Testing whether GPT-5.4 could turn pdfcrop into a Windows app

This post is about packaging, adaptation, and accessibility, not authorship.

Before anything else, the real credit belongs upstream.

For the purposes of this experiment, the specific person I want to credit is Teddy van Jerry, whose work is reflected in the upstream pdfcrop / pdfcrop.github.io project lineage that this packaging effort was built around.

I also want to mention my friend Miles Wolbe of tinyapps.org. He was the person who originally brought the accessibility angle of this problem to my attention and got me thinking seriously about what it would mean to make a tool like this easier for ordinary Windows users to approach.

To be clear, that was not how the project started in my head. My initial interest was much more technical and frankly much narrower: I wanted to see what would happen if I threw one of these newer AI tools at a real packaging problem and let it work through the scope on its own. The question was less “can this help people” and more “how much real, bounded engineering work can this now take on?”

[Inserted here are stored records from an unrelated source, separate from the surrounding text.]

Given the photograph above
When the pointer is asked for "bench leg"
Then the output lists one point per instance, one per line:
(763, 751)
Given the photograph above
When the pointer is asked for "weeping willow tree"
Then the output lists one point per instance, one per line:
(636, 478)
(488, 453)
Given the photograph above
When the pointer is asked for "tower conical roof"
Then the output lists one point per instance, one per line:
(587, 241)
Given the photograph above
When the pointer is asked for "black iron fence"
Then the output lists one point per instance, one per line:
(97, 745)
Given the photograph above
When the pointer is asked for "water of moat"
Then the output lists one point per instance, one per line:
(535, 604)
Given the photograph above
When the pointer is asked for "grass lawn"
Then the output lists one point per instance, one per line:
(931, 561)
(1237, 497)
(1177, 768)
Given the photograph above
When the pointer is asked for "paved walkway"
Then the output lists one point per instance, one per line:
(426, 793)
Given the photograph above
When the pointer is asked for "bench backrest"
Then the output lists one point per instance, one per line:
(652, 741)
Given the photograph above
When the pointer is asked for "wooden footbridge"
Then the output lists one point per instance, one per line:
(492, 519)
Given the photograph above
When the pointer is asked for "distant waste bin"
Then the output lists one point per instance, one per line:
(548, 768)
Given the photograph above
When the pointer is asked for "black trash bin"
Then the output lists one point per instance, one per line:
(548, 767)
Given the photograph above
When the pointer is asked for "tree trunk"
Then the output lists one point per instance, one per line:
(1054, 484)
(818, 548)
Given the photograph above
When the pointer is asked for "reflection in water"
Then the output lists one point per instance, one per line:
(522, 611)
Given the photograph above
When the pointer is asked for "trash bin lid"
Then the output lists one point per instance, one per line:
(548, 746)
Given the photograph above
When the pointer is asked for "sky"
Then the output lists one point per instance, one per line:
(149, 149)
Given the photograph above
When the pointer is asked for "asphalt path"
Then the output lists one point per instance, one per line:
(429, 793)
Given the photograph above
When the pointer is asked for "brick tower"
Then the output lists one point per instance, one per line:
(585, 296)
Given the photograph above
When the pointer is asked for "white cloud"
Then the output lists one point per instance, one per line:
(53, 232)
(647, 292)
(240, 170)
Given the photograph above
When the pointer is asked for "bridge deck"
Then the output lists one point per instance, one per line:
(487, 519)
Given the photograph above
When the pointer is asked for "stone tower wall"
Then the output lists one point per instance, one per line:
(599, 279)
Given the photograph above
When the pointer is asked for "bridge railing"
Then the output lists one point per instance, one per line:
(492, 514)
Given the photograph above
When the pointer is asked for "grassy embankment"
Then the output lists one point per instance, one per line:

But as the experiment went on, the accessibility angle became much more interesting to me. That is partly because of conversations with Miles, and partly because I think there are similar opportunities coming for tools in the 3D printing world and other developer-adjacent niches that still have rough edges for ordinary users.

That shift in emphasis matters. The project began as a capability test, but it became more compelling because it hinted at something larger: these tools are starting to make adaptation work feasible in places where it previously would not have happened at all.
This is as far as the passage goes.